The ludicrous debate over how much dairy cows contribute to air pollution in California’s central valley is apparently just that — absurd.

Current regulatory estimates and environmental radicals say dairy cows emit smog forming so-called volatile organic gasses (VOCs) at rates higher than automobiles.

In reality, oak trees may be bigger contributors to smog than cows.

Frank Mitloehner, air quality Cooperative Extension specialist in the University of California, Davis animal science department, said current regulatory VOC dairy cow emission estimates are off tenfold and that trees and plants emit far more VOCs that cows.

Mitloehner deflated the bubble of environmentalists by measuring VOCs and other gasses in experiments conducted in “environmental chambers” — air tight cattle corrals fitted with air monitoring devices.

In fact, Mitloehner told the 35th annual Alfalfa and Forage Symposium in Visalia, Calif., recently that silage emits far more VOCs than cows. However, most silage in the valley is bagged or covered and that would greatly mitigate VOC emissions.

The total emissions for all measured organic carbonaceous gasses in the UC Davis studies were dominated by methane, a so-called greenhouse gas implicated in global warming, said the UC Davis scientist.

What dairy cows are emitting daily may eventually melt the polar ice cap, but it is not contributing nearly as much to the pollution in the central valley as many environmentalists and regulators believe.

“When cows were present in chambers, VOCs were less than 1 percent of total organic gas, which is a factor of 10 times smaller than historical estimates used by the air regulatory agencies,” said Mitloehner.
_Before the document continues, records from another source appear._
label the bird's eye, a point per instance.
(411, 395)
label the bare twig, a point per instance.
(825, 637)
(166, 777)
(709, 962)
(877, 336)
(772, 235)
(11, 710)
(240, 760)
This historical estimate was established almost seven decades ago.

California is the largest dairy state in the nation. Unfortunately, it is also home to two of the three worst air-sheds in the nation for ozone/smog pollution. One of those is the central valley.

Ship pollutants

However, Mitloehner said just because the smog is in the valley does not mean it originates there. He showed a satellite photo of container ships steaming in and out of the Bay Area, belching pollutants from their stacks that often find their way into the valley on prevailing winds. The aerial photo was almost black with container ship trails around Bay Area Harbors.

He also displayed satellite photos of polluting gases floating across the Pacific Ocean from China, one of the most polluted nations in the world, and other Asian countries adding to the valley’s smog problem.

The valley’s air pollution problems are more related to geography than internal pollution sources like cows, surmised the UC scientist. The valley is rimmed by mountains which prevent smog from escaping once it is blown in via prevailing winds from the West.

The debate over how much cows and dairies contribute to the smog has been all over the lot. That last study before the one now being conducted by Mitloehner was conducted in 1938 when it was determined that a dairy cow emitted 12.8 pounds of air pollutants per year. Back then it was identified as methane. There was no such designation as VOCs.

The San Joaquin Valley Air Quality District has determined that the VOCs from cows now total 19.3 pounds per year. Others have estimated at from 5.6 to 38.2 pounds of VOCs per year.

Studies prove errors

Mitloehner studies are proving everyone is wrong about VOCs and they were equally wrong about greenhouse gases, which the UC Davis scientist says are far larger than currently assumed by air quality agencies.

The ozone-forming potential of most of the VOCs measured in the experiments at Davis with state of the art analytical equipment of the most abundant VOCs measured is about only 20 percent of those typical combustions or plant-derived VOCs.

Mitloehner said decades of research at UC Riverside and UC Berkeley have identified plants as one of the most significant VOC sources. He cited oak trees as among the biggest VOC offenders.

“How do you regulate that? Chop down forests,” he commented.